India, China kicked off formal talks in Beijing on June 11 to forge a common front on oil. They were considering the formation of oil buyer’s club, a bloc against OPEC (Organization of the Petroleum Exporting Countries) to counter tough bargain offered by OPEC on oil prices.
India, China both together accounted for 17 % of world oil consumption.
Production cuts by OPEC have led to global oil prices hitting a four year high in May 2018 that forced a Rs 3.8 per liter hike in petrol and Rs 3.38 a liter hike in diesel prices.
“The timing is right. The boom in the US oil and gas production gives us leverage against OPEC,” an official said.

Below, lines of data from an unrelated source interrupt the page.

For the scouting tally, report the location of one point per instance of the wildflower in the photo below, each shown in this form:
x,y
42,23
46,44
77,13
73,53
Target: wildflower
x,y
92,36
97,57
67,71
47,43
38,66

The move comes in the backdrop of shifting of global oil market’s centre to Asia and simultaneously working to get more US crude oil to Asia.
In April 2018, oil minister Dharmendra Pradhan proposed an alliance between Indian and Chinese state-run oil companies to cut dominance of OPEC. After meeting with Wang Yilin, China National Petroleum Corporation chairman and Li Fanrong deputy administrator of China’s National Energy Administration, Pradhan said, “As consumers, we have certain mutual interests. We agreed to promote (business-to-business) cooperation… and we are hopeful that in future buyers will be able to dictate prices.”
“Possibilities of joint sourcing of oil as well as combined bargaining to bring down Asian premium was discussed. The similar collaboration will be proposed to Japan and Korea as well. With CNPC or its affiliates selling in the overseas market a large portion of oil produced from fields it owns in third countries, India expressed interest in buying the Chinese firm’s equity oil directly,” the official said.
By 2023, oil demand will hit 104.7 million barrels per day, up 6.9 million bpd in 2017, according to the International Energy Agency (IEA).
“As has been the case for some years, China and India together will contribute nearly 50% of global oil demand,” the IEA said in a report.